Her yıl düzenlenen Çıldır Gölü Festivali’nde atlı kızak, dörtnal at yarışı, güreş ve atlı cirit gibi geleneksel oyunlar oynanıyor. Gitmeden önce tarihlerini kontrol etmek isteyebilirsiniz.

Gölün kenarındaki müessese Atalay’ın Yeri’nde sarı balık yemeyi ihmal etmeyin. Sıcacık çay, soba ve kedi bedava :))

BOĞATEPE KÖYÜ

Hayatımda gördüğüm en sağlam kadınlardan oluşmuş köy. Öyle işler yapmışlar ki anlatmak yetmez. Bu yüzden bunu başka bir yazıda uzun uzun anlattım. Yazı için tıklayın. Kısaca, Türkiye’de ilk ve tek Eko Peynir Müzesi’ni yapmışlar. Dünyaya konu olmuş Kars Gravyeri bu küçücük köyde yapılıyormuş. Aynı zamanda şifalı bitkilerden yapılan özel kremleri, kurutulmuş şifalı bitkileri ve bal gibi balları da varmış. Eğer peynir alışverişi yapacaksanız, doğrudan üreticiden, yani buradan yapmalısınız. Size el emeği kurdukları müzeyi gezdirip, atalarından gelen yöntemleri ve peynir çeşitlerini anlatacaklardır. Onları güzel güzel dinleyin, çünkü şaşıracağınız çok şey olacak.

SARIKAMIŞ

Kars merkez ile Sarıkamış arası 58 km. Günübirlik gezilebileceği gibi konaklama da yapabilir. Öyle ki kayak tutkunları için buradaki pistlerin çok önemli bir özelliği var. Alpler haricinde kristal karın düştüğü tek bölge. Sabah arabanıza gittiğinizde camların üzerindeki kristal şeklindeki kar taneleri silmek istemeyeceğiniz kadar zarif duruyor. Güneş ışığında her yer pırıl pırıl ışıldıyor. Kar, elinize alıp sıkıştırdığınızda bile birbirine yapışmıyor, kum gibi avucunuzdan akıp gidiyor. Yani bu ne demek oluyor?

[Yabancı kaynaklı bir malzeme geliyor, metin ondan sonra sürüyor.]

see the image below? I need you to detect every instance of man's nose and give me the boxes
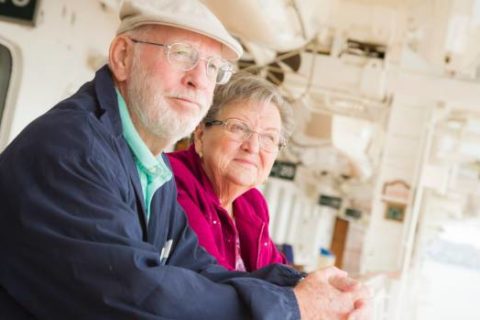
[183,61,210,90]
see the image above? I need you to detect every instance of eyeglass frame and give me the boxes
[128,38,234,84]
[204,118,287,152]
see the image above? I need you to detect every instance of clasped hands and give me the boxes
[293,266,372,320]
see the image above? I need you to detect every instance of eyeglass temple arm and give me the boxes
[204,120,224,127]
[129,38,166,49]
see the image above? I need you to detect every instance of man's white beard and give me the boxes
[127,59,209,147]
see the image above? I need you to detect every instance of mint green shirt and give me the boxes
[116,89,173,222]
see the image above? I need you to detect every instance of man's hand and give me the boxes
[293,266,372,320]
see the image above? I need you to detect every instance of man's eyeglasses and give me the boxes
[129,38,234,85]
[205,118,286,153]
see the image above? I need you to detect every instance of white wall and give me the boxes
[0,0,118,149]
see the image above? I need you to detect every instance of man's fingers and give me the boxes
[353,283,374,301]
[329,275,359,291]
[348,297,374,320]
[347,299,371,320]
[354,298,366,309]
[314,266,348,282]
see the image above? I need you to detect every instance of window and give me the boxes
[0,44,12,131]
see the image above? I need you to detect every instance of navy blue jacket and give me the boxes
[0,66,302,319]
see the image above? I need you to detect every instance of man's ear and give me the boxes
[108,36,132,82]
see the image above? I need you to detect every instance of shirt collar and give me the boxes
[116,88,172,180]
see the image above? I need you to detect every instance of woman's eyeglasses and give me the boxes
[205,118,286,153]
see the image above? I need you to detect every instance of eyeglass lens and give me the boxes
[223,119,282,152]
[167,43,233,84]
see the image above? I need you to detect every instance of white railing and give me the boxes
[261,177,337,271]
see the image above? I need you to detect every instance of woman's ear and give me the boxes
[108,36,132,82]
[193,125,205,158]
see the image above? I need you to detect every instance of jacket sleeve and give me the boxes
[158,198,303,319]
[165,188,302,287]
[0,120,301,320]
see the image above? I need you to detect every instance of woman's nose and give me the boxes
[241,132,261,153]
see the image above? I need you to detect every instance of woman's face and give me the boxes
[194,99,283,191]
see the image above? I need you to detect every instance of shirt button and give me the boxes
[264,242,268,247]
[213,220,217,225]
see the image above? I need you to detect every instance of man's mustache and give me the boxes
[166,92,209,110]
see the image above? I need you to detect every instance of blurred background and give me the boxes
[1,0,480,318]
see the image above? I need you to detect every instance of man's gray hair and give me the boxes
[203,72,295,142]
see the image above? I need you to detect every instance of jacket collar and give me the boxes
[93,65,124,138]
[93,65,149,238]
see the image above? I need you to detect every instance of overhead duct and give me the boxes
[202,0,330,52]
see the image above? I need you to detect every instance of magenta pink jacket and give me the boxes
[167,145,286,271]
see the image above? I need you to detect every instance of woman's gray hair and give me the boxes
[203,72,295,143]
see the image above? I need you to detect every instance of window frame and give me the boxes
[0,39,20,151]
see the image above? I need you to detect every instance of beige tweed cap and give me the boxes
[116,0,243,60]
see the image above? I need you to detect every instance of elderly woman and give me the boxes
[167,72,294,271]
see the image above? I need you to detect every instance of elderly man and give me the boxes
[0,0,370,319]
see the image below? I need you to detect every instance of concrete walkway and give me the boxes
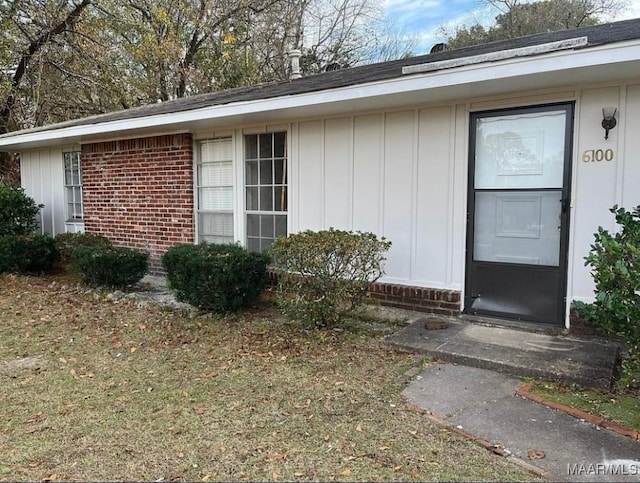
[403,364,640,482]
[386,318,639,481]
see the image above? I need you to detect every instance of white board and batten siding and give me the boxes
[570,84,640,303]
[291,83,640,307]
[19,147,84,236]
[293,107,459,291]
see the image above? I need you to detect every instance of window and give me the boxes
[64,151,83,221]
[245,132,287,252]
[197,138,234,244]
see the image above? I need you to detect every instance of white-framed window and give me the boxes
[245,132,287,253]
[197,137,234,244]
[64,151,83,221]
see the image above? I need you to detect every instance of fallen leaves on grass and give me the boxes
[0,273,539,482]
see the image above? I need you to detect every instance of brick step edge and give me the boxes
[517,382,640,441]
[404,402,556,481]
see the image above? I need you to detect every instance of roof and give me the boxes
[1,17,640,147]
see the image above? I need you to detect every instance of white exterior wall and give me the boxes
[293,107,460,290]
[291,82,640,312]
[19,81,640,319]
[20,147,84,236]
[570,84,640,303]
[20,148,64,235]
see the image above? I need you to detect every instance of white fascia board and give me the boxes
[402,37,589,74]
[2,38,639,151]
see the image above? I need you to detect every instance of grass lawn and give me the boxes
[0,273,538,482]
[528,381,640,433]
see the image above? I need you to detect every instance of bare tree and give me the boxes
[0,0,93,184]
[95,0,286,102]
[248,0,415,80]
[0,0,93,134]
[1,0,415,136]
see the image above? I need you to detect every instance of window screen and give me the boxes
[197,138,234,244]
[64,151,83,221]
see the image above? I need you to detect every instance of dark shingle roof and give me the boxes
[2,17,640,139]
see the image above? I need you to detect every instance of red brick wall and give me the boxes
[368,282,461,316]
[266,270,461,316]
[81,134,194,271]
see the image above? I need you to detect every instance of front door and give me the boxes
[465,103,574,325]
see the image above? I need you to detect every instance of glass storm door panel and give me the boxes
[465,104,574,325]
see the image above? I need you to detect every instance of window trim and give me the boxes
[244,131,288,253]
[63,151,83,222]
[195,136,235,244]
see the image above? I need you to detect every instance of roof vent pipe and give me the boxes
[289,49,302,80]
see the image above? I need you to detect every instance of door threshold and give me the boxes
[460,314,567,335]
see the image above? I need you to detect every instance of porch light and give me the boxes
[601,107,617,140]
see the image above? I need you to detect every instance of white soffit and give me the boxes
[402,37,589,74]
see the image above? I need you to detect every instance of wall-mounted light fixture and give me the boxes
[601,107,617,140]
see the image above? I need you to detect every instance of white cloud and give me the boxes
[383,0,442,9]
[385,0,640,54]
[384,0,448,26]
[622,0,640,18]
[383,0,488,53]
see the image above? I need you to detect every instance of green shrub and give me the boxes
[0,185,42,236]
[161,243,269,312]
[55,232,113,265]
[0,234,59,273]
[74,246,149,288]
[574,205,640,389]
[269,228,392,328]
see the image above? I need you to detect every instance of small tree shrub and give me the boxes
[0,185,42,236]
[0,234,59,273]
[74,246,149,288]
[269,228,392,328]
[161,243,269,312]
[55,232,113,265]
[574,205,640,389]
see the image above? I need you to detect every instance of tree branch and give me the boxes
[0,0,92,134]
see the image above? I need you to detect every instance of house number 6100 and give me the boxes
[582,149,614,162]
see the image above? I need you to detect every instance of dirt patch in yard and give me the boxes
[0,355,42,373]
[0,273,539,482]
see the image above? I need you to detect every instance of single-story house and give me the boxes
[1,18,639,330]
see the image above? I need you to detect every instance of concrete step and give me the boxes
[385,318,621,390]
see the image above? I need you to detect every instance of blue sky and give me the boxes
[384,0,640,54]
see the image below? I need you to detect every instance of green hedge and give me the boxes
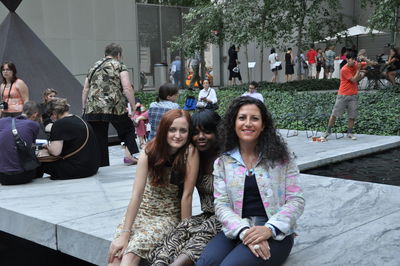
[136,83,400,136]
[219,79,341,92]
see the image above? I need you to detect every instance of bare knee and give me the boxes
[120,253,141,266]
[108,257,122,266]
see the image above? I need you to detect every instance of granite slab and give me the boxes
[1,131,399,265]
[285,210,400,266]
[291,174,400,253]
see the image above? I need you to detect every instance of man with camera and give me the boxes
[0,101,41,185]
[321,52,372,141]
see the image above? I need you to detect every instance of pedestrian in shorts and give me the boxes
[321,52,372,141]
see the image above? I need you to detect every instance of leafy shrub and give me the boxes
[136,84,400,136]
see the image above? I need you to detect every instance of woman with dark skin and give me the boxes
[149,110,222,266]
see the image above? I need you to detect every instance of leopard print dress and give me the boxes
[148,173,222,265]
[113,166,181,260]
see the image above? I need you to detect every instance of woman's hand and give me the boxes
[243,226,272,245]
[247,240,271,260]
[107,234,129,263]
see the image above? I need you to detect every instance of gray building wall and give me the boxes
[0,0,140,90]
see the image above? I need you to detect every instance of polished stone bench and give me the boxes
[1,131,399,265]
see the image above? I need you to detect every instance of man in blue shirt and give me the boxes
[0,101,40,185]
[171,56,182,89]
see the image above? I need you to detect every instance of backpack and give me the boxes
[183,96,197,111]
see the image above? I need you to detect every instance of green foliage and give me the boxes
[362,0,400,35]
[277,0,346,51]
[136,0,209,7]
[170,2,224,56]
[219,79,341,92]
[136,82,400,136]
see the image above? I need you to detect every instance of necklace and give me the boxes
[243,155,258,176]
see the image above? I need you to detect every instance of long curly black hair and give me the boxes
[219,96,290,165]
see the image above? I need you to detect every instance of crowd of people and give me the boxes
[2,40,399,265]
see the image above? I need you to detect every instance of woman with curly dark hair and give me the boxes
[197,96,305,266]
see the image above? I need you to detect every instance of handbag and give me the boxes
[206,102,219,110]
[11,118,40,171]
[196,101,207,108]
[274,61,282,70]
[37,116,89,163]
[232,66,240,73]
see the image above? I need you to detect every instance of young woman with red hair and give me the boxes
[108,109,199,266]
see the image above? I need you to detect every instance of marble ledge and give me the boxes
[57,208,126,266]
[292,174,400,253]
[285,209,400,266]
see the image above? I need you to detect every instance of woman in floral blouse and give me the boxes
[197,96,305,266]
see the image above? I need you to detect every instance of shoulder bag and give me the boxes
[11,118,40,171]
[37,116,89,163]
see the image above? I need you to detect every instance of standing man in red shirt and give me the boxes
[306,44,317,79]
[321,52,370,141]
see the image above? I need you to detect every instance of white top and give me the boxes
[198,88,218,104]
[268,53,278,70]
[242,91,264,103]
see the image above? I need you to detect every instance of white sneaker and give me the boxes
[347,133,357,140]
[320,132,330,141]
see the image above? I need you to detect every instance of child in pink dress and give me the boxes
[132,103,149,148]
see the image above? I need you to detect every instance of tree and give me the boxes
[135,0,210,7]
[362,0,400,46]
[277,0,346,52]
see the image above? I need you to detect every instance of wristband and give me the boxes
[239,229,249,241]
[265,223,277,238]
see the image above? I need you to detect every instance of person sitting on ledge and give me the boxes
[148,109,222,265]
[38,98,100,180]
[148,83,180,140]
[107,109,199,266]
[0,101,41,185]
[38,88,57,133]
[196,96,305,266]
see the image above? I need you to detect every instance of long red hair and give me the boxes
[146,109,192,186]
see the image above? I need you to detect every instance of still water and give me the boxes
[304,147,400,186]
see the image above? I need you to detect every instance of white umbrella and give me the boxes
[325,25,386,41]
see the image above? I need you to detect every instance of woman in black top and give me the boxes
[39,98,100,180]
[284,48,294,82]
[228,45,242,85]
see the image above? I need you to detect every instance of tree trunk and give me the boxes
[260,43,264,81]
[245,45,250,82]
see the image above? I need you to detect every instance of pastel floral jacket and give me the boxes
[213,148,305,241]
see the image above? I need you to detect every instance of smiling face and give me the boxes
[167,116,189,153]
[192,126,216,152]
[235,104,264,145]
[45,92,57,103]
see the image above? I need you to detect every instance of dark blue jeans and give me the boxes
[196,231,294,266]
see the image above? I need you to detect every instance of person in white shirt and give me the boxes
[197,80,217,109]
[268,48,280,83]
[242,81,264,103]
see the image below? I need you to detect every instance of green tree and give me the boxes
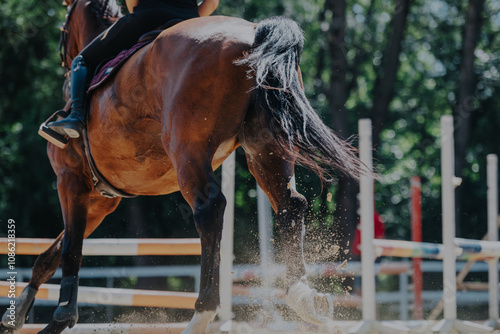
[0,0,66,247]
[1,0,499,299]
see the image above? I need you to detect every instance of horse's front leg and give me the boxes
[0,196,120,334]
[174,153,225,334]
[38,173,91,334]
[0,233,63,334]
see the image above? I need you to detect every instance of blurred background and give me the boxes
[0,0,499,323]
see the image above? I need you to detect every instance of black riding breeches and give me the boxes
[79,3,199,70]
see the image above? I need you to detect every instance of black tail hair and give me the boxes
[236,17,366,182]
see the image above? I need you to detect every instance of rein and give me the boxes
[58,0,79,72]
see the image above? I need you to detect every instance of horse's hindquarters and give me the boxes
[86,16,255,197]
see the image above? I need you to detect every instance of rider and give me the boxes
[47,0,219,138]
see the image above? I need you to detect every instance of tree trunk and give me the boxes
[347,0,376,95]
[371,0,410,148]
[326,0,358,257]
[454,0,484,237]
[327,0,348,139]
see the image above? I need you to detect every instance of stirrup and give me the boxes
[38,110,70,149]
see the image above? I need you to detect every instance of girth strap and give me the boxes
[82,129,137,199]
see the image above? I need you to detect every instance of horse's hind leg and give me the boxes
[172,151,225,334]
[0,191,120,334]
[241,125,334,324]
[243,149,308,284]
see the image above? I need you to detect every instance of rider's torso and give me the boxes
[136,0,198,10]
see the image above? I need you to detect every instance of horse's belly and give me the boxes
[89,134,238,196]
[88,110,181,195]
[93,141,180,195]
[89,130,239,196]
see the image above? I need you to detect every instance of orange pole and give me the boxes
[411,176,423,320]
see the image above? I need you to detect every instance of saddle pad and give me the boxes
[87,39,152,93]
[87,19,184,93]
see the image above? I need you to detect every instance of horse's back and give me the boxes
[87,16,256,196]
[159,16,255,46]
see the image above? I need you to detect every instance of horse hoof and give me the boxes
[1,285,38,333]
[182,310,217,334]
[0,324,15,334]
[285,276,334,324]
[37,319,75,334]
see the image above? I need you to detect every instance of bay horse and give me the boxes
[1,0,365,333]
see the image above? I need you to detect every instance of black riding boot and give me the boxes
[48,55,88,138]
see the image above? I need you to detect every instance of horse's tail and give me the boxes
[236,17,366,182]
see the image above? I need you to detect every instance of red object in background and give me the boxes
[411,176,423,320]
[352,212,385,255]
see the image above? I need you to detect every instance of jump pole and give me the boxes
[0,281,197,309]
[432,115,492,333]
[349,119,408,334]
[487,154,499,328]
[0,238,201,256]
[220,153,236,331]
[358,118,376,324]
[257,184,281,322]
[439,115,457,325]
[19,323,189,334]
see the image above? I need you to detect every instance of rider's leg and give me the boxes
[47,55,89,138]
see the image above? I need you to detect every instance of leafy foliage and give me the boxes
[0,0,66,247]
[1,0,499,270]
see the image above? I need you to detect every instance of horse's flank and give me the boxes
[87,16,256,196]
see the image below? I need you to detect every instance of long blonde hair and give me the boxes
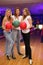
[5,9,12,15]
[5,9,12,21]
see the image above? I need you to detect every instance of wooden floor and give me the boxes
[0,37,43,65]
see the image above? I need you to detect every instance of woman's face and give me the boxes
[16,9,20,16]
[23,10,27,16]
[6,10,12,17]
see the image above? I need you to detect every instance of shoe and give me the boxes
[29,59,33,65]
[12,55,16,59]
[18,52,23,56]
[6,55,11,60]
[22,55,28,59]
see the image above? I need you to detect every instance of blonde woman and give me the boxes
[2,9,16,60]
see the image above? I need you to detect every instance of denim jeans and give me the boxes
[3,30,14,56]
[12,29,20,53]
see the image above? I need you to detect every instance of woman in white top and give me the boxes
[2,9,16,60]
[21,8,32,64]
[12,8,23,55]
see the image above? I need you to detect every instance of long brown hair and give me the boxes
[14,8,20,17]
[23,8,30,19]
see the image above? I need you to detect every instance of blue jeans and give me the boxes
[12,29,20,53]
[3,30,14,56]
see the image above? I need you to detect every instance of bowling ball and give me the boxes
[12,20,20,27]
[20,22,27,30]
[5,22,12,29]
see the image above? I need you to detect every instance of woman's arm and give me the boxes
[27,17,33,29]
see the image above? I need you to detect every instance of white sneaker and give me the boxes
[29,59,33,65]
[22,55,27,59]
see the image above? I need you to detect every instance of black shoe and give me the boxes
[18,52,23,55]
[6,55,11,60]
[12,55,16,59]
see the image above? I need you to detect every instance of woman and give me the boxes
[12,8,23,55]
[21,8,32,64]
[2,9,16,60]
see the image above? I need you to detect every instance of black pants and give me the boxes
[21,32,32,59]
[41,35,43,43]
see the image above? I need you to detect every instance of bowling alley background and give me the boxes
[0,2,43,40]
[0,0,43,65]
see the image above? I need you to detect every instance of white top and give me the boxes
[12,15,22,30]
[22,15,31,33]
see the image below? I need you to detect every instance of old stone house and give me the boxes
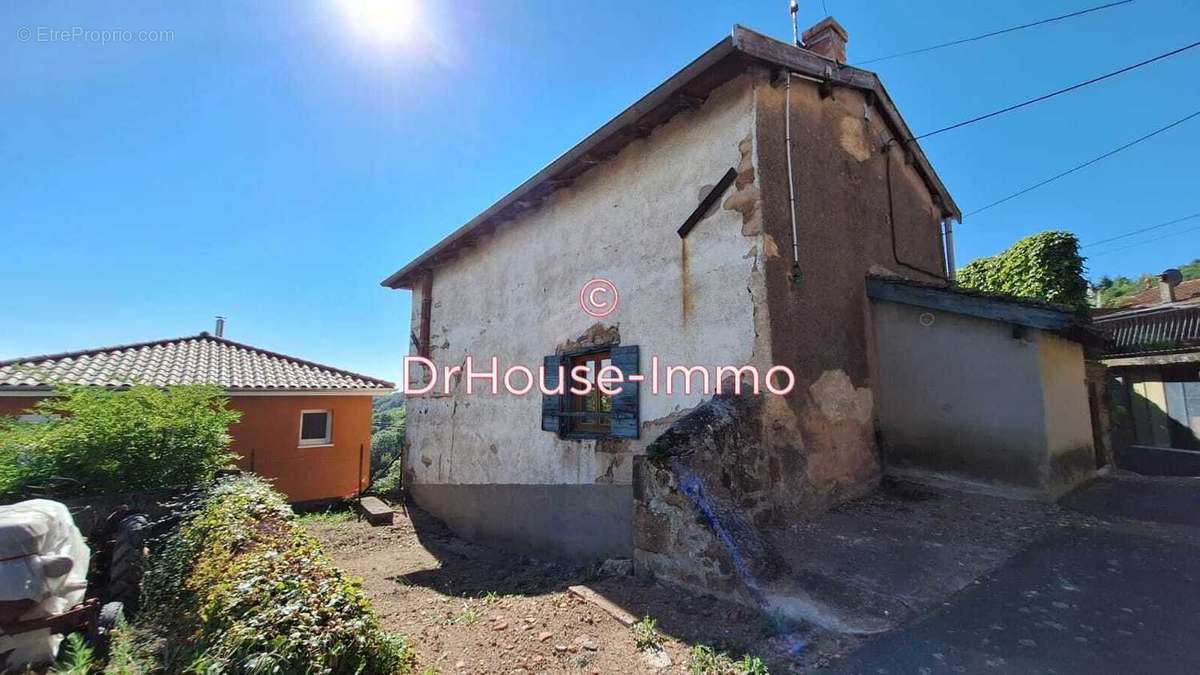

Sarıkamış’da kardan adam ya-pıl-maz! :)))

ANİ HARABELERİ

Kars merkezden 42 km uzaklıkta yer alan Ocaklı Köyü’nde yer alan Ani Harabeleri yüzyıllardır farklı kültürlere ev sahipliği yapmış. İpek Yolu’nun üzerinde olması buraya ayrı bir önem katmış. 10. yüzyılda Ermeniler tarafından Anadolu’nun giriş kapısı olarak inşa edilmiş. O dönemde 100.000 kişilik bir nüfusa ulaşarak başkent yapılmış. İçinde kilise, cami ve sinagogların olmasıyla 1001 Kilise şehri de denmiş, 40 Kapılı Şehir de. Bir dönem sonra Selçuklu, Gürcü, Moğol ve Osmanlı egemenliğine geçmiş. Zenginliği 16.yüzyıla kadar korunmuş olsa da bu yüzyılın sonlarında şiddetli depremler yaşanmış. Çoğu bina yıkılıp gitmiş. 

Bölgeyi saat yönünde dolaşmak en mantıklı yöntem olacaktır. Ama bizim gibi sabahın yedisinde yollara dökülüp, kar, tipi, soğukta Ani’ye gelecek olursanız çok ayrıntılı gezemeyebilirsiniz. Bence burası için en güzel zaman Mayıs-Haziran-Temmuz ayları. Yeşil, huzurlu, tarihi ve etkileyici. 

 

Kullanılan kırmızı taşlar mimariye ayrı bir özellik katmış, bazısının içini gezebiliyorsunuz. Bir kısmına giriş yasak. Benim en çok etkilendiğim Anadolu’nun ilk camisi olan Ebul Manuçehr Camii’si. Büyük Selçuklu döneminde 1071-1072 yılları arasında yapıldığı söyleniyor. Camii’nin pencereleri hemen önündeki Arpaçay’a ve Ermenistan topraklarına bakıyor. Minarenin aynı zamanda bir gözetleme kulesi olarak da kullanıldığı düşünülüyor. 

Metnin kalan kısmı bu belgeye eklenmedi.